O especialista em Código Civil diz que a proposta de reforma da lei, em discussão no Congresso, vai aumentar o risco de os tribunais cometerem injustiças
Está em discussão no Congresso Nacional uma proposta de reforma do Código de Processo Civil. A ideia principal é diminuir o número de recursos de que os advogados podem lançar mão com o objetivo de acelerar a tramitação dos processos. Poucas pessoas até agora se dedicaram a analisar a fundo o que está sendo proposto para acabar com o abuso dos recursos. Antonio Cláudio da Costa Machado, de 52 anos, professor da Faculdade de Direito do Largo São Francisco, da Universidade de São Paulo, autor do livro Código Civil Interpretado, é uma delas. Costa Machado tem fortes argumentos contra certos pontos da proposta de reforma, que, segundo ele, subtrai direitos basilares dos cidadãos e deposita poder demais nas mãos dos juizes de primeira instância.
Leia a entrevista:
A reforma do Código de Processo Civil pretende tornar mais rápida a tramitação dos processos – o que, em tese, é excelente. Por que o senhor tem combatido a proposta?

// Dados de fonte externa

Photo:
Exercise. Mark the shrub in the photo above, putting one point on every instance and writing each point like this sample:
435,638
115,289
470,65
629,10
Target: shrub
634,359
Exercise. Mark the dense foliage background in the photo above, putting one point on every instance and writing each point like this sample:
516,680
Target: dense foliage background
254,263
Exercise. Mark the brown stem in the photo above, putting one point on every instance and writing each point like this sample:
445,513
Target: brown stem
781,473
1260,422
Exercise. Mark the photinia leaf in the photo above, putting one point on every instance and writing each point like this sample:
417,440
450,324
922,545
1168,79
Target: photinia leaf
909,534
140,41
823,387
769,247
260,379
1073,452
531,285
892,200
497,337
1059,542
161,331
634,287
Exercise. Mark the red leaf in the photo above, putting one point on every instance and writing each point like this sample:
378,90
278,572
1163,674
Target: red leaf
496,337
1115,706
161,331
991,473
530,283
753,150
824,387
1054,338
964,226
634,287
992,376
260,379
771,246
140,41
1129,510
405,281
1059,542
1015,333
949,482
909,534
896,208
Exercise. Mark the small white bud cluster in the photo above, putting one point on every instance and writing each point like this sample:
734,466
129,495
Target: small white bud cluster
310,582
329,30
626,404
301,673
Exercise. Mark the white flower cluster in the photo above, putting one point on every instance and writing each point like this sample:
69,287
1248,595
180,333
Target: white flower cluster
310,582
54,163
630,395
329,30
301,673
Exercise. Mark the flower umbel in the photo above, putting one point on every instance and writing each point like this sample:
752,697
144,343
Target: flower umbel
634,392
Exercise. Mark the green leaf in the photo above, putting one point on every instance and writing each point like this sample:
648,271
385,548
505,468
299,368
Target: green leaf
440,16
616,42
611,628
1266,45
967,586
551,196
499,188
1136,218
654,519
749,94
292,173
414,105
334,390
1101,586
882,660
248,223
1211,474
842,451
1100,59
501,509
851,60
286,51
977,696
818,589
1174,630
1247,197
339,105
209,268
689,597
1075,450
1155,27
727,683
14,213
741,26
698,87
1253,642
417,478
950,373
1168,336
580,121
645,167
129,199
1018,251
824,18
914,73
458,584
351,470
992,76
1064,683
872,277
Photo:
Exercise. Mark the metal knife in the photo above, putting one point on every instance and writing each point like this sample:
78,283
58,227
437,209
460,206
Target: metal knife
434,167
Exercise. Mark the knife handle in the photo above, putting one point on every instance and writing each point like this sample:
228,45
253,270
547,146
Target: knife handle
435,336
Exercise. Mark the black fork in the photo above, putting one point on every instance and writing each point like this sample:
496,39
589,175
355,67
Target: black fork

Antonio Carlos da Costa Machado: Todos concordam que a Justiça precisa ser mais ágil. Eu também. O tempo que se leva para julgar processos no Brasil é absurdo. Mas é ingenuidade imaginar que a mudança no código atual vá reduzir a lentidão do Judiciário. O grande problema da proposta que está sendo debatida no Congresso é que, em nome do aumento da velocidade, ela derruba pontos fundamentais para a garantia de isenção da Justiça. Para acelerar o ritmo do andamento do processo, a proposta concentra superpoderes nas mãos dos juízes de primeira instância.
Em que trechos da proposta esse risco aparece?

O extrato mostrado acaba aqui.